There have also been bad days…more fighting than we are used to, emotions erupting like Mount Saint Helen’s, parenting lows, too much screen time, tears, boredom, difficult questions, short tempers, and, for me personally, paralyzing anxiety. The thing about waiting and seasons like these, is that one can’t skip them, can’t fast forward to a lesson of one’s choosing. The highs, the lows, the in-betweens—to the  extent that we are able to be truly present for them, they are the pieces waiting to be sewn into the fabric of our lives. For kids, being present is seemingly effortless. Just as I saw it on Easter morning, so I also see it when they cry their tears with abandon, when they yell and fight in frustration, when they can’t hide their devastation at losing a board game, when they laugh over bodily noises at the dinner table or rage about a missed birthday party. I have little doubt that, just as I once did in those months surrounding the death of my mother, they are creating vibrant, raw and rich memories that will become pieces of their being. For adults, being ‘truly present’ is a tall order, particularly in a time of crisis. Our minds run away with possibilities and worst-case scenarios, and we feel the weight of responsibility. However, these seasons, by the very nature of their unpredictability and the ways in which they strip us of our notions of control, demand our presence in a very real way. I think as adults, our job is to accept, without judgement, that ‘being present’ sometimes looks like an exciting Easter morning or an hour spent reading with a child, but, just as often, it looks like putting one foot in front of the other just to get through the day.

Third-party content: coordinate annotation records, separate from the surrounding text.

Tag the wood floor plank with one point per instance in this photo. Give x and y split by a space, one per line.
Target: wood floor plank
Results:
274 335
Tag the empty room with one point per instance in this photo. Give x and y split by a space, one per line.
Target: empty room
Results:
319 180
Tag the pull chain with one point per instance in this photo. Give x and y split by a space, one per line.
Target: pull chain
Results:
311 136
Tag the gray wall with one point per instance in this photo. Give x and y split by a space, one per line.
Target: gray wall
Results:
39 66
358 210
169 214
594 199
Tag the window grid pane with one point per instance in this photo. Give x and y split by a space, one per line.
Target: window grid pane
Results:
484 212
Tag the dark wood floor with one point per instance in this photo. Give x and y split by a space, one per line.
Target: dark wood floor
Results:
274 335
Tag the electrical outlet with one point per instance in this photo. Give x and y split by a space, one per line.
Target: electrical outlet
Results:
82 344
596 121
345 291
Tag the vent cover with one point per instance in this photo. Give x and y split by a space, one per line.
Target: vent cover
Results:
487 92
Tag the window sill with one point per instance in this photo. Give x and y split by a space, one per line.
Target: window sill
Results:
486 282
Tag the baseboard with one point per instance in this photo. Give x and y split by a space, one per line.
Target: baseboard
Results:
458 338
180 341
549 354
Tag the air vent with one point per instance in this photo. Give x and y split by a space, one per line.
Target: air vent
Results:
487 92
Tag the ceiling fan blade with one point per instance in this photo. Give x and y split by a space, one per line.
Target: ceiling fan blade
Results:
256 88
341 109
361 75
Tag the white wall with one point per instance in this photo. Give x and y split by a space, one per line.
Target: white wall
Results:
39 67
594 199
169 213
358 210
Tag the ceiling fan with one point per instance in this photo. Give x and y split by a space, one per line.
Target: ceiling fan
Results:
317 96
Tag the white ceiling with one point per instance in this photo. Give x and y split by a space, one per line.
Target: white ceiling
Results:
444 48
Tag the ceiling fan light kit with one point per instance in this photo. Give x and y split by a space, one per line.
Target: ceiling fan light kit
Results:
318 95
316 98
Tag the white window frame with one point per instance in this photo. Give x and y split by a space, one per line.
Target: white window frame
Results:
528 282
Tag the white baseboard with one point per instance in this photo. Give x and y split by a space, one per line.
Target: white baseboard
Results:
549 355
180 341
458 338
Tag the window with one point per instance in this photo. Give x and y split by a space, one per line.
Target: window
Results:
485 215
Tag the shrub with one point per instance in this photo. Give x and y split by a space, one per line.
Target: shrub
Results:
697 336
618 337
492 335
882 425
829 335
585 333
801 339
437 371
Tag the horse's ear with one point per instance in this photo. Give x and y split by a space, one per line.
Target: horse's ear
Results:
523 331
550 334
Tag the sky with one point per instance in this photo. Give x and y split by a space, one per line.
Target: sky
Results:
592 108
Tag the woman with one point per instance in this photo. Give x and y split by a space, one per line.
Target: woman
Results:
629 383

The fabric of our lives grows heavier with each passing year. As we live, love and lose, we integrate newfound wisdoms and fears into our garment and it gathers weight—weight that gives us depth and beauty, but that also gives us something to carry. We can’t reach the destination of the world after this pandemic without first riding out the journey we now find ourselves on. None of us know, all of us must wait, for the days to unfold with whatever blessings and tragedies they may. During this time, I wish you presence in whatever your experience. I wish you openness to unexpected joy, to self-love, to grief and the graces that will draw you back.